Rabbinical College of America
- Type: Chabad Lubavitch Chasidic Yeshiva
- Established: 1956
- Religious affiliation: Jewish
- Academic affiliations: Association of Advanced Rabbinical and Talmudic Schools, Tomchei Temimim
- Location: Morris Township, New Jersey, U.S.
- Campus: Urban, 82-acre (330,000 m^{2})
- Website: www.rca.edu

= Rabbinical College of America =

Chabad-Lubavitch yeshiva in Morristown, New Jersey

The Rabbinical College of America is a yeshiva in Morris Township, New Jersey, affiliated with the Chabad movement of Hasidic Judaism. Licensed by the New Jersey Commission on Higher Education, the yeshiva grants a four-year bachelor's degree in religious studies and a master's degree program in religious education and is accredited by the Association of Advanced Rabbinical and Talmudic Schools. The yeshiva is the New Jersey headquarters of the Chabad movement.

Established in Newark, New Jersey, in 1956, the school moved in 1971 to a campus in Morris Township covering 82 acres.

== Academic programs ==
- Yeshiva Tomchei Temimim – The international network of Chabad Yeshivas, intended for college-aged men (18–22). Hundreds of its graduates obtained ordination at advanced Rabbinical schools, and serve as Rabbis of Chabad House and community institutions around the world.
  - Rabbinical ordination program for Tomchei Temimin graduates on-site under the supervision of Rabbi Chaim Schapiro. The ordination degrees have been signed by former Chief Rabbis of Israel, Rabbi Mordechai Eliyahu and Yisroel Meir Lau.
- Yeshiva Tiferes Bachurim – One of the first programs worldwide for Ba'alei Teshuva founded in the summer of 1973 by Rabbi Avraham Lipskier, who served as its first Mashpia (and who subsequently founded Yeshiva Tiferes Menachem in Seagate, NY).

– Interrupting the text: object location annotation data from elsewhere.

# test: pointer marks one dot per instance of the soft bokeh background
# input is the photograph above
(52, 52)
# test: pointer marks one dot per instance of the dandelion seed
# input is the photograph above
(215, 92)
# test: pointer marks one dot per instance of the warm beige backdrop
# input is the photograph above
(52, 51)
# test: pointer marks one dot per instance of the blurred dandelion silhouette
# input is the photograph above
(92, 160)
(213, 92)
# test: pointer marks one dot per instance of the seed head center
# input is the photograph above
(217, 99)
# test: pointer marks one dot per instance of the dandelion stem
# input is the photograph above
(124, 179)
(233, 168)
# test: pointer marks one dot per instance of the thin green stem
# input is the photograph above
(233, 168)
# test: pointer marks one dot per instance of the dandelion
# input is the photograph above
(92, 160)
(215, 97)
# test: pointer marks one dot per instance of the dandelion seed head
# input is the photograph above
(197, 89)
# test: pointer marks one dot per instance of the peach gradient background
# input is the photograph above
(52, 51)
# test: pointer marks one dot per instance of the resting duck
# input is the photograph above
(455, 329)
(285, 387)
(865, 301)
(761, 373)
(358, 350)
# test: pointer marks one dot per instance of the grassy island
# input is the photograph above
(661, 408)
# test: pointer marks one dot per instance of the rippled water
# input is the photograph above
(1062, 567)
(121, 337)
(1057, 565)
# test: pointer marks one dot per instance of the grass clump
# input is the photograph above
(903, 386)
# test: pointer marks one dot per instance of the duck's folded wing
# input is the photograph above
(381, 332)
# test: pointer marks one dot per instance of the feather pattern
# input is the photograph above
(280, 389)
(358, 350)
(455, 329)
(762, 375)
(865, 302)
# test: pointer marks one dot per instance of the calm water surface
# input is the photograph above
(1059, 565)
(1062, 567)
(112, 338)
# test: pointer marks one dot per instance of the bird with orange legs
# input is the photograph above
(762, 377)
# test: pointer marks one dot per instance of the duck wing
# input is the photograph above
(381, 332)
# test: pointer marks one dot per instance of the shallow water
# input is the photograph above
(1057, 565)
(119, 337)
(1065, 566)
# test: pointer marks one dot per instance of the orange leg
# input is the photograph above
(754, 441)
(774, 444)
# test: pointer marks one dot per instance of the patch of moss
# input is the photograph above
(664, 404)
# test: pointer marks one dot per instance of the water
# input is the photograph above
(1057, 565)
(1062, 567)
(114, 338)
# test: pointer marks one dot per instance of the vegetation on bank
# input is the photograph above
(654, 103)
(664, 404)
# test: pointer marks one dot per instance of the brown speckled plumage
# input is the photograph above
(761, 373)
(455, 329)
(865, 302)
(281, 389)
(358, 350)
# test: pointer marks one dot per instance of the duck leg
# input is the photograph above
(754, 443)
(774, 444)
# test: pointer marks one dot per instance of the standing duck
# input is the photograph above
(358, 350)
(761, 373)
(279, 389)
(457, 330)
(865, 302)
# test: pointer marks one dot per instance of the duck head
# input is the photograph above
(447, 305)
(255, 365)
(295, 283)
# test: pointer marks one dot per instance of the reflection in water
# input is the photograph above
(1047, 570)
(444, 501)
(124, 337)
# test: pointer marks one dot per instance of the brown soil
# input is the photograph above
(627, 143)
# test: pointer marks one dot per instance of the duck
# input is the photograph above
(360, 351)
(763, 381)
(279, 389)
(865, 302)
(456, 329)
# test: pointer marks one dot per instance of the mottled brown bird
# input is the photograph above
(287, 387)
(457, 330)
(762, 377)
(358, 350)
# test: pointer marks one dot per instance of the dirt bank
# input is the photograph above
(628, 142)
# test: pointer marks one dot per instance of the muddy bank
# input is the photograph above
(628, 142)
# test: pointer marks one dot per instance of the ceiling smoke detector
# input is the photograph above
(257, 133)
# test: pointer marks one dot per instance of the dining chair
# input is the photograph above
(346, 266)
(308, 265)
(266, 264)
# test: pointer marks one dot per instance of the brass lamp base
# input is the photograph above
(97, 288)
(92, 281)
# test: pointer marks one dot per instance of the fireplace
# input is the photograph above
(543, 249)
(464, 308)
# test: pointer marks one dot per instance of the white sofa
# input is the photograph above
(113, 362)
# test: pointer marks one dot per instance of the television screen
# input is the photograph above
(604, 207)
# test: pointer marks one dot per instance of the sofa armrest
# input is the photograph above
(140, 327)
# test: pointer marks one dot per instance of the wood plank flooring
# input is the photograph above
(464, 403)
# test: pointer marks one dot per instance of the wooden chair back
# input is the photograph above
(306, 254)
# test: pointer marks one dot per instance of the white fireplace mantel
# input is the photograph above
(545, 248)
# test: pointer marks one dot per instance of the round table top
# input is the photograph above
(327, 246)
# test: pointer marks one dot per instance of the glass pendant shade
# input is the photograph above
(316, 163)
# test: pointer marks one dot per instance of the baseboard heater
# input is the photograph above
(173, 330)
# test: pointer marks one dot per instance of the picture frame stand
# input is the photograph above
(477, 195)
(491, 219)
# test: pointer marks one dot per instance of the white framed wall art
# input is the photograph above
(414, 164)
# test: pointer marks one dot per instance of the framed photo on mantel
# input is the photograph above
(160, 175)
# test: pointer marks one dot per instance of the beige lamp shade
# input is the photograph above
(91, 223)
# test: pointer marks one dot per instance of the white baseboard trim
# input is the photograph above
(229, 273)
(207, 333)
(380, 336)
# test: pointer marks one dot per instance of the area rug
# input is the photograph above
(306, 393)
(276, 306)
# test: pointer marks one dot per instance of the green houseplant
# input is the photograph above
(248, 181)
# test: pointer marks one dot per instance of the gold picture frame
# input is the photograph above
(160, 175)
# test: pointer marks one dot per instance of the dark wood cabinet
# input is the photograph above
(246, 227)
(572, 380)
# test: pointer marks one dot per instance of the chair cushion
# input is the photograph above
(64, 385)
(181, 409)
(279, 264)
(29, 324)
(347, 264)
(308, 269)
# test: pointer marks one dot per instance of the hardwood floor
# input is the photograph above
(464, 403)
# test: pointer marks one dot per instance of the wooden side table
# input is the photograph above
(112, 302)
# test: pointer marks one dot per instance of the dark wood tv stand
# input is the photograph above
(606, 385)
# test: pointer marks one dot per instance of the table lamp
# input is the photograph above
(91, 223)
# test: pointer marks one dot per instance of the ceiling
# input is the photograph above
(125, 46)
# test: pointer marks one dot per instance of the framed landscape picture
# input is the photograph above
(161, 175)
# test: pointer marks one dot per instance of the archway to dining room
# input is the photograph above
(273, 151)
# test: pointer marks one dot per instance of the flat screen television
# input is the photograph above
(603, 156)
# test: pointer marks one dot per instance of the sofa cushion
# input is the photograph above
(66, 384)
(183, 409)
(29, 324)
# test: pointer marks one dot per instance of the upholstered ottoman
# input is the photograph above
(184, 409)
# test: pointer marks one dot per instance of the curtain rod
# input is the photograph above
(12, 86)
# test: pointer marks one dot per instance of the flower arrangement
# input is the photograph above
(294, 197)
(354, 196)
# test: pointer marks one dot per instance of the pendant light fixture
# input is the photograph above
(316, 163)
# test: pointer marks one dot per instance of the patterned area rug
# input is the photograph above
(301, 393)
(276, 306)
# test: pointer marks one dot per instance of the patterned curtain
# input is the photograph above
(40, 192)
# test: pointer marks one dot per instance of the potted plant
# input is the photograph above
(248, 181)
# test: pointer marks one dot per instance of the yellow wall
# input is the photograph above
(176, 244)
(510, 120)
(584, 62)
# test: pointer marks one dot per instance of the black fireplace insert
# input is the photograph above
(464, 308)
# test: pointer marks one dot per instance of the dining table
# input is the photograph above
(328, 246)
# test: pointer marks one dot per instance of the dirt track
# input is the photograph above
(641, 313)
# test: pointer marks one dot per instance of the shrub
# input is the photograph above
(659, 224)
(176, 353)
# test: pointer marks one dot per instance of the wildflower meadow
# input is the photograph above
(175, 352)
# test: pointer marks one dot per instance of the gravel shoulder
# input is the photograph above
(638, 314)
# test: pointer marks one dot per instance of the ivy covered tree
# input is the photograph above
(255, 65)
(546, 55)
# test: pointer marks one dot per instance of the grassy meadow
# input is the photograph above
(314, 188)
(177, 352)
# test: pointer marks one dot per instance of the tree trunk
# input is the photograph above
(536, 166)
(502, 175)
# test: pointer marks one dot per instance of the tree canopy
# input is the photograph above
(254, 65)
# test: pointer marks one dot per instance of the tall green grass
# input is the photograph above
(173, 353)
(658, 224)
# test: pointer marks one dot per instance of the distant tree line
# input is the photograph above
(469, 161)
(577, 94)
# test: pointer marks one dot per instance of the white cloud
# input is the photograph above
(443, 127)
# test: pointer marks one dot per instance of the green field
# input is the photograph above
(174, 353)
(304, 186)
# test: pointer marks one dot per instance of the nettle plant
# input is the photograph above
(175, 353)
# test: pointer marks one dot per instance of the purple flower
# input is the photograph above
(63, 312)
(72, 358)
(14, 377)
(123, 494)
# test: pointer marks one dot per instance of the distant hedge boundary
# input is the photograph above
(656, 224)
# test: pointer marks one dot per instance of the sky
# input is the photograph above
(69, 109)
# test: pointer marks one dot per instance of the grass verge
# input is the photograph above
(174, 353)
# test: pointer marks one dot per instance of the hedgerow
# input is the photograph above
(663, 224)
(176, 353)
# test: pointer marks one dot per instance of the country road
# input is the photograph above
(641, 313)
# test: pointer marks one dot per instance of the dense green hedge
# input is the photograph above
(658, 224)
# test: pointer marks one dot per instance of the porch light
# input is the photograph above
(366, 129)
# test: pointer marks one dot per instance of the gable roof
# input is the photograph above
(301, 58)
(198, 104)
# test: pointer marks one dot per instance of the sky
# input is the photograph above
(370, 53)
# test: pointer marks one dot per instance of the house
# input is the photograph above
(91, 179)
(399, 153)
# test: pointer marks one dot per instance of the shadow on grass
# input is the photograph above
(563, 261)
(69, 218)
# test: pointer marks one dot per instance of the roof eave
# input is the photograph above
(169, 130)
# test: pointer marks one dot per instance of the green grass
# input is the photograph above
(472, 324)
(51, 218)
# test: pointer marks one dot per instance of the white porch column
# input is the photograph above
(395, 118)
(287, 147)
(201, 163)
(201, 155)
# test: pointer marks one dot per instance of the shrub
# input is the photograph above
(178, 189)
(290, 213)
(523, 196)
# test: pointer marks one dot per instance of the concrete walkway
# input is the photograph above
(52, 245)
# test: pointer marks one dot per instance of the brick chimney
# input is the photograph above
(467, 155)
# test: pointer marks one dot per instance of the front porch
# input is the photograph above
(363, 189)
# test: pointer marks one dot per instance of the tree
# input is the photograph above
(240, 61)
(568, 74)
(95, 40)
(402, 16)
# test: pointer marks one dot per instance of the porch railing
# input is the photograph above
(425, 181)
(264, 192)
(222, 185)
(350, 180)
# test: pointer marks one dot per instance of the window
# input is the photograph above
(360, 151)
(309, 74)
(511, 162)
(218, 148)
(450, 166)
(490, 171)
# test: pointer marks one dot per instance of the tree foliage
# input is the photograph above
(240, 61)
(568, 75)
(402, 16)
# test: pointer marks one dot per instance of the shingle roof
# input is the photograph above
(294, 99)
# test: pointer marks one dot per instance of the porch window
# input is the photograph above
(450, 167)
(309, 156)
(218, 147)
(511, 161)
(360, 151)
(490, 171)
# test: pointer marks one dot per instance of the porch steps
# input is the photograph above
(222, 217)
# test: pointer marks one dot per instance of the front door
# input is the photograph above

This program is accredited by the state of New Jersey to grant a Bachelor's Degree in Religious Studies.
  - There was an ordination program instituted in 1978 with seven students under the supervision of Rabbis Dovid Wichnin, the first Rosh Yeshiva (Headmaster), and Boruch Yorkovitch. The examination committee consisted of Rabbi Sholom Ber Gordon from New Jersey, and Rabbis Avraham Osdoba and Bogomilsky from New York. However, it was phased out in 1979 due to low enrollment. The remaining four students (Rabbis Simcha Frankel, Tzvi Freeman, Shlomo Sawilowsky, Menachem Schmidt) continued their advanced ordination studies after graduation elsewhere. Many other graduates of Tiferes Bachurim subsequently received ordination at other rabbinical institutions. Examples are Rabbis Dovid Rothschild, author of a two volume series in English pertaining to the Lubavitcher Rebbe's holiday essays; and Herschel Finman, who has hosted a radio show (WLQV 1500 am and WPON 1460 am) since 1995. In 2009, the ordination program was reinstituted under the supervision of Rabbi Ya'akov Wagner.
  - Notable graduates include Rabbi Tzvi Freeman, Rabbi Moshe Reuven Sheradsky, Rabbi YY Jacobson, Dr. Dovid Lazerson, author of Skullcaps n' Switchblades, and Shimon Waronker.
- Kollel Tiferes Avreichim for married students.
- Cheder Lubavitch, an Orthodox day school for boys and girls, whose principal is Rabbi Aaron Wilschanski.
- Yeshiva Summer Program, is a summer program for 13- to 14-year-old boys that runs every summer. It includes half a day of learning and half a day of activities, and many trips.
- Albert Richman, an electrical engineering executive, was the president and was awarded an honorary doctorate in 1982.